Kendaraan-kendaraan lain melaju lewat, tidak ada orang yang peduli. Ia
menoleh ke kiri dan ke kanan, tidak tahu apa yang hendak dilakukan.
Rupanya mencari bantuan. Aku mendekat.
“Ada yang bisa saya bantu, Mbak?” tanyaku sopan.
Ia terkejut dan menatapku agak curiga. Saya memahaminya. Akhir-akhir ini banyak kejahatan berkedok tawaran bantuan seperti itu.
“Tak usah takut, Mbak”, kataku.”Namaku Ardy. Boleh saya lihat mesinnya?”
Walaupun agak segan ia mengucapkan terima kasih dan membuka kap
mesinnya. Ternyata hanya problema penyumbatan slang bensin. Aku
membetulkannya dan mesin dihidupkan lagi. Ia ingin membayar tetapi aku
menolak. Kejadian itu berlalu begitu saja. Tidak kuduga hari berikutnya
aku bertemu lagi dengannya di Tunjungan Plaza. Aku sedang menemani
anak-anak berjalan-jalan ketika ia menyapaku. Kuperkenalkan dia pada
anak-anak. Ia tersenyum manis kepada keduanya.
“Sekali lagi terima kasih untuk bantuan kemarin sore”, katanya,”Namaku Mei. Maaf, kemarin tidak sempat berkenalan lebih lanjut.”
“Aku Ardy”, sahutku sopan.
Harus kuakui, mataku mulai mencuri-curi pandang ke seluruh tubuhnya.
Wanita itu jelas turunan Cina. Kontras dengan pakaian kantor kemarin, ia
sungguh menarik dalam pakaian santainya. Ia mengenakan celana jeans
biru agak ketat, dipadu dengan kaos putih berlengan pendek dan leher
rendah. Pakaiannya itu jelas menampilkan keseksian tubuhnya. Buah
dadanya yang ranum berukuran kira-kira 38 menonjol dengan jujurnya,
dipadu oleh pinggang yang ramping. Pinggulnya bundar indah digantungi
oleh dua bongkahan pantat yang besar.
“Kok bengong”, katanya tersenyum-senyum,”Ayo minum di sana”, ajaknya.
Seperti kerbau dicocok hidungnya aku menurut saja. Ia menggandeng
kedua anakku mendahului. Keduanya tampak ceria dibelikan es krim,
sesuatu yang tak pernah kulakukan. Kami duduk di meja terdekat sambil
memperhatikan orang-orang yang lewat.
“Ibunya anak-anak nggak ikut?” tanyanya.
Aku tidak menjawab. Aku melirik ke kedua anakku, Anita dan Marko. Anita menunduk menghindari air mata.

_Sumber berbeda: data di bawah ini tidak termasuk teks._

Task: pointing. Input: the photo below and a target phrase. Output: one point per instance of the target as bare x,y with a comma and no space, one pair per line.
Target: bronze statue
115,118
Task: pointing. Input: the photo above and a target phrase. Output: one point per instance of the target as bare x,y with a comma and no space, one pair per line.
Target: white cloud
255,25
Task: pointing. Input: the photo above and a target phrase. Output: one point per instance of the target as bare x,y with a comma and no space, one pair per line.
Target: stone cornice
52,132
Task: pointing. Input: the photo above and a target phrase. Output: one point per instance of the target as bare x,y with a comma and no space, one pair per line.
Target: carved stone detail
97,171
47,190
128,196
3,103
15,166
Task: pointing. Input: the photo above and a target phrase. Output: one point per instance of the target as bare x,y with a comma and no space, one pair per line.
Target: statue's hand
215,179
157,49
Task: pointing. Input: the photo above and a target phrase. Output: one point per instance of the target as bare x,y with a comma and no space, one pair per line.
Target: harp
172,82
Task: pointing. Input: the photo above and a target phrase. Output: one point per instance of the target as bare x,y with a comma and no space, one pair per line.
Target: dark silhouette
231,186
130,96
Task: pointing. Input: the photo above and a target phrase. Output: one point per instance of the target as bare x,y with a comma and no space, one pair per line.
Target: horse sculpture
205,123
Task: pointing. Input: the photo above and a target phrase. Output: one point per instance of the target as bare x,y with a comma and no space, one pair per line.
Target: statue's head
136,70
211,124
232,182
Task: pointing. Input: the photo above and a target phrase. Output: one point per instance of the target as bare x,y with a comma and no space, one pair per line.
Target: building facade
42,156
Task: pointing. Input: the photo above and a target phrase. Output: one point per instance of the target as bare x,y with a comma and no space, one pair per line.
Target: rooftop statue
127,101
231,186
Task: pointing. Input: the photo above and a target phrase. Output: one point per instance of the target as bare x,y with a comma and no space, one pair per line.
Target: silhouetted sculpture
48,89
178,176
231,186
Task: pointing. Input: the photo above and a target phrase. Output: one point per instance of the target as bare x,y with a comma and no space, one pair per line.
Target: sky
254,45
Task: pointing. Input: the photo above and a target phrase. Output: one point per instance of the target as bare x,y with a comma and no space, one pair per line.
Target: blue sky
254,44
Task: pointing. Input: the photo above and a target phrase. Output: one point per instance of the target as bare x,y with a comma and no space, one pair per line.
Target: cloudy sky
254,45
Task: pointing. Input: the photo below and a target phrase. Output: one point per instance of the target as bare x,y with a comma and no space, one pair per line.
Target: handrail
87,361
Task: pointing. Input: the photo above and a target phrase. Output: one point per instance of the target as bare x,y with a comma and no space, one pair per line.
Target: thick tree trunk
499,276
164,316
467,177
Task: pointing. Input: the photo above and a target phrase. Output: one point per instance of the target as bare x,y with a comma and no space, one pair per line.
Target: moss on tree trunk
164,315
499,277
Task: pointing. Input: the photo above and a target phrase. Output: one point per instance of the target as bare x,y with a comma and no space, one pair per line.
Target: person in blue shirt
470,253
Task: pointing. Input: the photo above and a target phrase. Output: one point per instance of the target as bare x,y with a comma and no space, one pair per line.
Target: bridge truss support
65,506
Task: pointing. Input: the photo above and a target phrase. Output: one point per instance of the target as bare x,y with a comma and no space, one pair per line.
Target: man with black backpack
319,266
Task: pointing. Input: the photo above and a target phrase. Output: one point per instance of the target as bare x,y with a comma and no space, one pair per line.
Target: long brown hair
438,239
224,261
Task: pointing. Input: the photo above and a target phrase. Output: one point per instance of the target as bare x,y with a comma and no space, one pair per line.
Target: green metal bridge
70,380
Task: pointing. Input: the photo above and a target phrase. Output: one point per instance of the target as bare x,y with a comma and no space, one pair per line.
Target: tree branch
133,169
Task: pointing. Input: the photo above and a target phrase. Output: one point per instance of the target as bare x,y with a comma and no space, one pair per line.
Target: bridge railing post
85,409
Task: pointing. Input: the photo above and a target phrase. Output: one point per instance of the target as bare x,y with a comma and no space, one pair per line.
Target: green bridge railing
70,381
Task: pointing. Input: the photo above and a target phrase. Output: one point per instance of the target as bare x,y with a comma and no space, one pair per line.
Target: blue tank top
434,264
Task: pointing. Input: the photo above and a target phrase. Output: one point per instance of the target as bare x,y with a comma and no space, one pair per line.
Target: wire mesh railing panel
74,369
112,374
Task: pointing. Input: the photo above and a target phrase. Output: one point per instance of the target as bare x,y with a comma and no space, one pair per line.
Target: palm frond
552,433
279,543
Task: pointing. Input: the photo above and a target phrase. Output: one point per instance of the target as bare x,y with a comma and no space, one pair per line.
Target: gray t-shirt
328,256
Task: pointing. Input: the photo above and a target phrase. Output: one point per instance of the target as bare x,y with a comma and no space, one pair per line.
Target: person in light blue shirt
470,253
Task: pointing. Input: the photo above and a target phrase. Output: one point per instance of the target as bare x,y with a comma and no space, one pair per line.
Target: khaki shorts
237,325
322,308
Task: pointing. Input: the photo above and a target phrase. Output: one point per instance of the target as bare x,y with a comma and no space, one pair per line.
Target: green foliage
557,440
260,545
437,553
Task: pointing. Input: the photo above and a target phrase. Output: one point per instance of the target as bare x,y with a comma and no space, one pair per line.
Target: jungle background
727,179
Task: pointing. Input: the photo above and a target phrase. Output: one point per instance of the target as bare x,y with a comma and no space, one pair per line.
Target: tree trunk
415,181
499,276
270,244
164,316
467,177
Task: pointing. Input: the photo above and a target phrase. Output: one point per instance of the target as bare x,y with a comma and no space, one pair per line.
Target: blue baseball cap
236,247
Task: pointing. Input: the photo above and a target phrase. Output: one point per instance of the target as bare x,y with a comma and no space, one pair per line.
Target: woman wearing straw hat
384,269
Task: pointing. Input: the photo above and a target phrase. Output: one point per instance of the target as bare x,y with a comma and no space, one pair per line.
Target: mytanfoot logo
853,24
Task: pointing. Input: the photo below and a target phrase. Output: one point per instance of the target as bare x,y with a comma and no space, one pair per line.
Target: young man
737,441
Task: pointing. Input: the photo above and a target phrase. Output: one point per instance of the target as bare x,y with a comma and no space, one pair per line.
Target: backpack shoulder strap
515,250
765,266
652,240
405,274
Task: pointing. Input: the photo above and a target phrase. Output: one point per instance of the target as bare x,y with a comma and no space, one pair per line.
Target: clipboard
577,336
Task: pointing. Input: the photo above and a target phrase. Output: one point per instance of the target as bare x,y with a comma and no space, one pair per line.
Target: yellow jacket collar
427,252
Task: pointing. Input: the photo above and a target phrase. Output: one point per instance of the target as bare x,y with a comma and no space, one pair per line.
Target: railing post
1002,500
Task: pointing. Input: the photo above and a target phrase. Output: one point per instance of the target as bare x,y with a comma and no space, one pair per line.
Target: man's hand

“Ibu sudah di surga, Tante”, kata Marko polos. Ia memandangku.
“Isteriku sudah meninggal”, kataku. Hening sejenak.
“Maaf”, katanya,”Aku tidak bermaksud mencari tahu”, lanjutnya dengan rasa bersalah.
Pokok pembicaraan beralih ke anak-anak, ke sekolah, ke pekerjaan dan
sebagainya. Akhirnya aku tahu kalau ia manajer cabang satu perusahaan
pemasaran tekstil yang mengelola beberapa toko pakaian. Aku juga
akhirnya tahu kalau ia berusia 32 tahun dan telah menjanda selama satu
setengah tahun tanpa anak. Selama pembicaraan itu sulit mataku terlepas
dari bongkahan dadanya yang menonjol padat. Menariknya, sering ia
menggerak-gerakkan badannya sehingga buah dadanya itu dapat lebih
menonjol dan kelihatan jelas bentuknya. Beberapa kali aku menelan air
liur membayangkan nikmatnya menggumuli tubuh bahenol nan seksi ini.
“Nggak berpikir menikah lagi?” tanyaku.
“Rasanya nggak ada yang mau sama aku”, sahutnya.
“Ah, Masak!” sahutku,”Aku mau kok, kalau diberi kesempatan”, lanjutku
sedikit nakal dan memberanikan diri.”Kamu masih cantik dan menarik.
Seksi lagi.”
“Ah, Ardy bisa aja”, katanya tersipu-sipu sambil menepuk tanganku. Tapi nampak benar ia senang dengan ucapanku.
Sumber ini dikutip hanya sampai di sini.